In my opinion, the correspondence test of truth is the strongest and the one most often in our minds when we use the word “true.” But even this test cannot stand totally alone. A statement that corresponds with our experience of Reality must also “fit” with other statements about Reality and provide guidance for the next step of our discovery process. Thus, all three tests are implicitly present in any well-argued assertion about reality.
Bruce D. Marshall asserts that all three tests for truth are combined by historic and Biblically shaped Christian thought. His full argument is rich and complex but it can be summarized briefly as follows. Jesus is the “true icon of the Father” (Col. 1:15) because the Word become flesh is the Word of God. There is deep correspondence. This is confirmed by the witness of the New Testament. This illustrates the correspondence test for truth.
At the same time, the Triune God knows all truth, which includes all true conditions for truth for all sentences and beliefs, so that God’s knowledge of all the cosmos fits together in a whole that coheres with all activity in the cosmos. Thus, all things “cohere” or “hold together” together in Christ (Col. 1:16) – “by him,” “through him,” “for him,” and “in him,” all things hold together. Thus, the Biblical understanding of truth utilizes the coherence test for truth.
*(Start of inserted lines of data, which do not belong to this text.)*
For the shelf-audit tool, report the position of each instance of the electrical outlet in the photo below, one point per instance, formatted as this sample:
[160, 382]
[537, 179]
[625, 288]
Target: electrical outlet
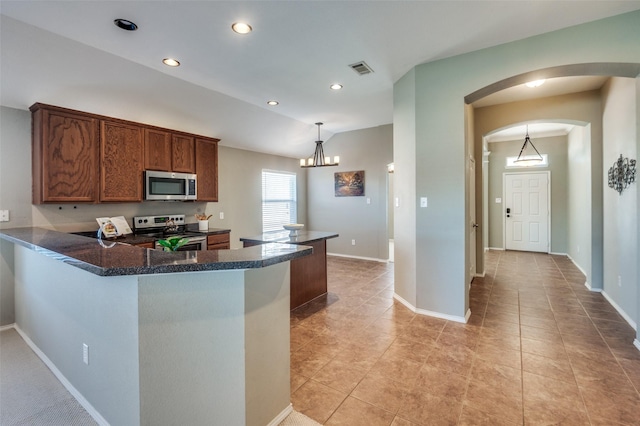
[85, 353]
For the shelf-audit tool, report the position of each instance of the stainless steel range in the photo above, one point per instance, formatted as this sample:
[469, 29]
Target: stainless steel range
[168, 226]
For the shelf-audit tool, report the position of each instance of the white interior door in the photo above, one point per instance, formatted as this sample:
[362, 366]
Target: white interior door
[473, 226]
[527, 208]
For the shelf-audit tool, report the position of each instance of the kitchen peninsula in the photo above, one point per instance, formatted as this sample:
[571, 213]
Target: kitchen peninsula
[309, 274]
[143, 336]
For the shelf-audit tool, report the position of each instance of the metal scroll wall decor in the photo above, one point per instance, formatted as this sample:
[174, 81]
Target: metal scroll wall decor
[622, 174]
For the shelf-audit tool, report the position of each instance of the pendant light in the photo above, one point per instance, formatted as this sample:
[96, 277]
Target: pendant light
[528, 160]
[318, 159]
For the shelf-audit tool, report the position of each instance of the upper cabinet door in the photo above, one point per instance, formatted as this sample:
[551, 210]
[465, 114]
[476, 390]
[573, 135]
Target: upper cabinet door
[183, 158]
[65, 156]
[207, 169]
[157, 150]
[121, 158]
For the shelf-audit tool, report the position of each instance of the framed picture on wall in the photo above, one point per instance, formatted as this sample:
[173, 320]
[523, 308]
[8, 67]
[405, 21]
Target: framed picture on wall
[349, 184]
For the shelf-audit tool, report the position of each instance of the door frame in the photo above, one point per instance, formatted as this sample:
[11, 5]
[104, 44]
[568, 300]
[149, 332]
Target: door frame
[504, 197]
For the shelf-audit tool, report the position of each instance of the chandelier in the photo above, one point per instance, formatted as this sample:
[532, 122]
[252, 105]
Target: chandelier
[318, 159]
[528, 160]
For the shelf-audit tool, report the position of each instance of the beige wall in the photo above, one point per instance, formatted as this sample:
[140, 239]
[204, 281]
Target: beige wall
[429, 131]
[620, 231]
[363, 219]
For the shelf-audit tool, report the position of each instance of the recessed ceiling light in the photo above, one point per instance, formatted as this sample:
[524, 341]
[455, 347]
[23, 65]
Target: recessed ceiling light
[536, 83]
[241, 28]
[125, 24]
[171, 62]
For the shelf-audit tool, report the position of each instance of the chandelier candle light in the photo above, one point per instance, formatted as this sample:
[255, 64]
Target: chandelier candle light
[318, 159]
[528, 160]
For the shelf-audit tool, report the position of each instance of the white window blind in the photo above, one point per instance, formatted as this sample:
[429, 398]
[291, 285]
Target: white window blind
[279, 206]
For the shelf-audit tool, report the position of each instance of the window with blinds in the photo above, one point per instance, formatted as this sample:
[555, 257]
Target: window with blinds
[279, 206]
Our life together as a part of the Body of Christ, the Church, is made possible only by God’s grace in and through the life-giving work of the Holy Spirit who guides us “into all the truth” (John16:14). The Holy Spirit provides the access to the experience by which we come to the conviction that the central confession of the Church is true and that a life lived in conformity to those true convictions, which are consistent with the witness of the Biblical revelation and the life faithful witnesses, is a life lived by the power of the Holy Spirit and a life lived under the Lordship of Christ. This is the pragmatic experience of the church throughout all time.
All three tests for truth are necessary. All three tests for truth lie at the center of each of our disciplines. All three tests for truth must be explored and utilized by us to fully engage our disciplines for the Glory of God. Such an engagement will prove valuable only to the extent that our exploration of our discipline from within the contours of the Biblical worldview will lead us to a deeper sense of wonder in the presence of the Triune God through whom we experience and know “grace upon grace.”